Just about 24 hours ago we began our first Ayahuasca ceremony. We did not complete until around noon today. The ceremony itself consists of coming together as a group. There were 12 of us including the shaman and two helpers. Sort of standard fare with each person introducing home/herself and then stating the intention they had for the ceremony. RapĂ© was administered then we prayed and had a under meditation. One by one then, we were called up to drink the Ayahuasca. We settled onto our mats, listened to the music that was provided, closed our eyes and let “Mama Ayahuasca” get to know us, show us visions and help us to move toward achieving the intentions that we had set out. It’s a long night.
People struggled to overcome their own resistance to the changes they were attempting to achieve. My personal intentions involved dealing with fear and vulnerability and connecting with my roots. As the visions came on I felt a lot of fear. I tried to understand why I felt so torn between the healing I was being offered and old ways of believing. I know that God is a loving Creator and mother as well as fathers to us all but I struggled with fear of the unknown and prejudices I have had ingrained in me since childhood.

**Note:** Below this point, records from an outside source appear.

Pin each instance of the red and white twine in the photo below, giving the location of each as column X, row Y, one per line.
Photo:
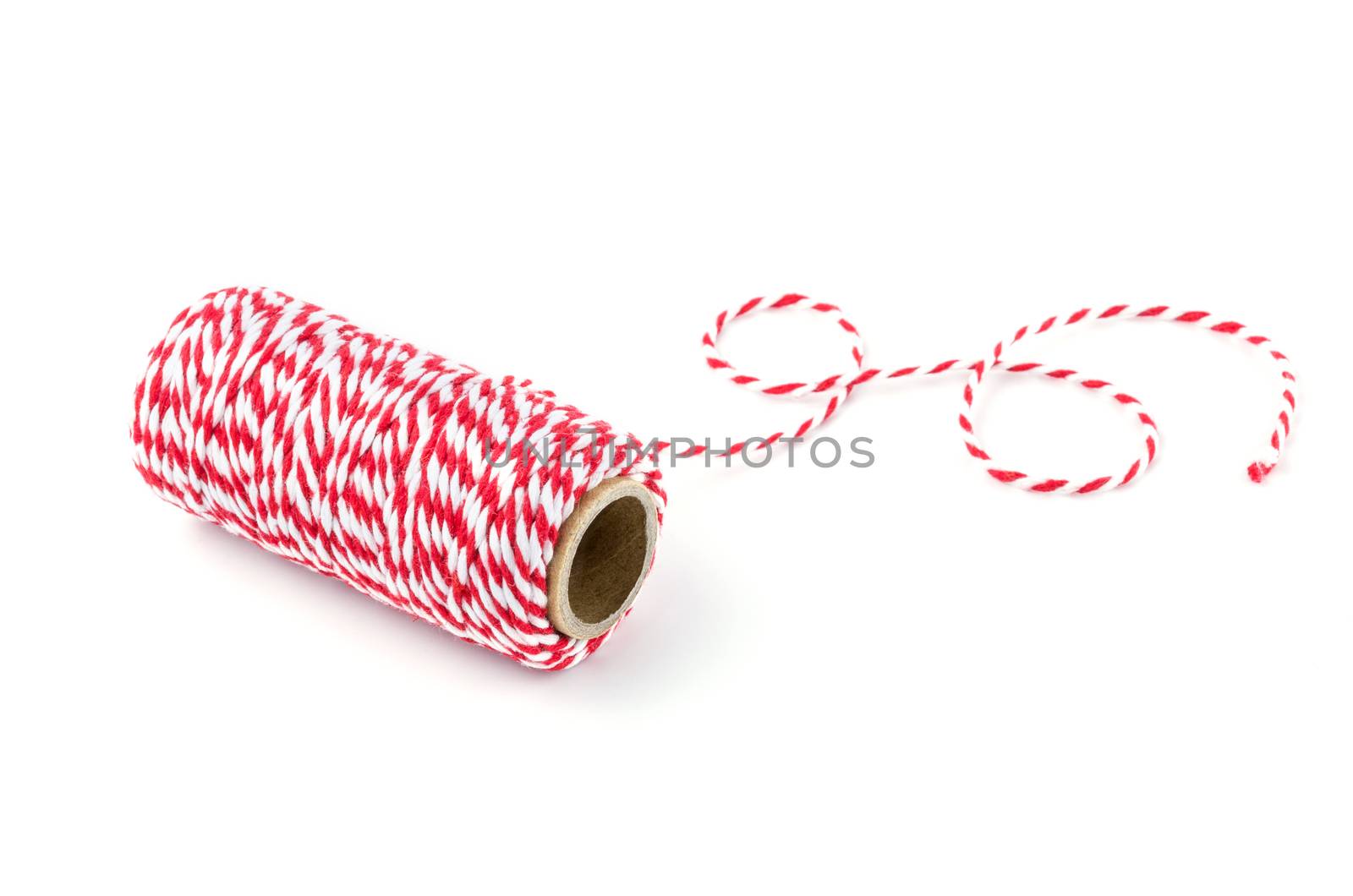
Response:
column 838, row 387
column 369, row 459
column 409, row 477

Eventually I settled into an internal dialogue that helped me to better understand the dynamics of my root relationships and to experience compassion and new understanding for my parents, children and others whom I have loved intimately. I was able to see where I had hurt others in ways I had not realized and look for ways to make amends. Leroy faced extreme challenges to his spirituality and found ways to deal with them effectively. Dan seems to have had the most fun connecting with his inner six year old.
We were all emotionally and physically wiped out by the long night and hard spiritual work. We had breakfast together, debriefed the ceremony, heard the wisdom of those who have gone through this before us, cleaned the house up and wended our way home to take a well deserved rest. Tomorrow night we do it again with fresh intentions and high hopes for an improved life.